Posted by frank, a resident of the Pleasanton Heights neighborhood, on Dec 10, 2010 at 8:42 pm
Folks, your suggestion is interesting and as I was growing up as a child I recall people complaining about how much the U. S. was spending on "foreign aid". At that time we were still spending large amounts re-building the European countries devastated during WWII. But that was long ago and until now I have heard no one in many years now suggesting we are spending large sums on foreign aid. I wish you had put out some numbers, so readers could decide for themselves whether your suggestion can actually meaningfully contribute to a solution of the problem of our current economic crisis.
So, a little research on the web comes up with about $28B spent by the U. S. on foreign aid in 2007. If one adds foreign military aid of $13B to this number (not war costs), we arrive at $41B. More recent numbers - I have not yet found, however, the sources for 2007 show past years numbers indicate this number has not grown year over year.
So how does $41B compare? If half of this amount were re-directed, where can it help? And how does this amount compare to other foreign expenditures?

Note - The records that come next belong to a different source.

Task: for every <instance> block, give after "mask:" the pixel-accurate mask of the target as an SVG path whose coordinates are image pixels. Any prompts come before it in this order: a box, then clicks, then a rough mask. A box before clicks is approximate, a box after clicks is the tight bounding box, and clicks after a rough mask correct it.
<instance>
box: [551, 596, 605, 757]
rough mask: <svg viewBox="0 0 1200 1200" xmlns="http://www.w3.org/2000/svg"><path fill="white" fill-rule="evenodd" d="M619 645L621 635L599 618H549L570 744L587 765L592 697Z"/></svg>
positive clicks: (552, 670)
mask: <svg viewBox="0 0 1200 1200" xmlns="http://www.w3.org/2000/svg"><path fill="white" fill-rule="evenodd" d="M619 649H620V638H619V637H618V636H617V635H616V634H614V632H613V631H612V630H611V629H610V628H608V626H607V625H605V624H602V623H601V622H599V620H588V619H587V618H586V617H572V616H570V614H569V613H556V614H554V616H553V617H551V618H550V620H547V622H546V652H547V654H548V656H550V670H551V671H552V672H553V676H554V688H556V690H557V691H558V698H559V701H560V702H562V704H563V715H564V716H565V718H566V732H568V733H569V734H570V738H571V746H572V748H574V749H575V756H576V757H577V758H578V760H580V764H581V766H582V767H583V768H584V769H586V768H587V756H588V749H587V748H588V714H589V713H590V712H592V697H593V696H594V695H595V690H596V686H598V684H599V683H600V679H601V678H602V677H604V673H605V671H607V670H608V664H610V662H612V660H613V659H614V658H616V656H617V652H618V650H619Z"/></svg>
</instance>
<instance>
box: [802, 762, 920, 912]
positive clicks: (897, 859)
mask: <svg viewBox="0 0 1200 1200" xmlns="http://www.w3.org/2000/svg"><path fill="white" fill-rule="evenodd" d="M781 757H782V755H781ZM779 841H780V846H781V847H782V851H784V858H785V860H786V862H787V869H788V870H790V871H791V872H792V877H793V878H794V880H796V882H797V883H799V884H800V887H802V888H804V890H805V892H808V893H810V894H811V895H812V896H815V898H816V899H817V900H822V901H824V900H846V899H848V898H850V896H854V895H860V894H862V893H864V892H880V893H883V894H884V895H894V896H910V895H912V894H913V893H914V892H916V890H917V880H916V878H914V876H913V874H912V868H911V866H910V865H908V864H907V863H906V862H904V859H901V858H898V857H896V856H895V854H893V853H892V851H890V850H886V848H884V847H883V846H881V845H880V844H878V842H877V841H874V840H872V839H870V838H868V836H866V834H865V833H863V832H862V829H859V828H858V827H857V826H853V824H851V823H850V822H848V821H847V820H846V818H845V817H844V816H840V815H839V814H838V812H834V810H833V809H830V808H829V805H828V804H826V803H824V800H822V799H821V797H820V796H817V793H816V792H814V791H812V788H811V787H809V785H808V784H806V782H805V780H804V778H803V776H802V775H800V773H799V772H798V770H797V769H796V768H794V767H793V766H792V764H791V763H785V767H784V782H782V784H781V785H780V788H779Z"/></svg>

Here is a snippet for a September Congressional report:
"With passage of the FY2010 supplemental, cumulative war funding totals $1.12 trillion including
$751 billion for Iraq, $336 billion for Afghanistan, and $29 billion for enhanced security. In FY2010,
Afghanistan receives about 60% of the total and Iraq 40%, a reversal of the previous year." $41B is really quite small compared to these numbers.
If half of $41B were re-directed.... The tax cut bill currently being considered has $56B for unemployment extension benefits paid over two years, part of the $900B addition to our deficit that this bill will produce. About ten months of the extended benefits could be covered with the re-directed money suggested in this post. This would leave the proposed deficit produced to be around $880B.
I leave it to the reader to make other comparisons of what could be done with half ($20B) of the annual foreign aid stipend....and how far it would go in solving the current economic crisis.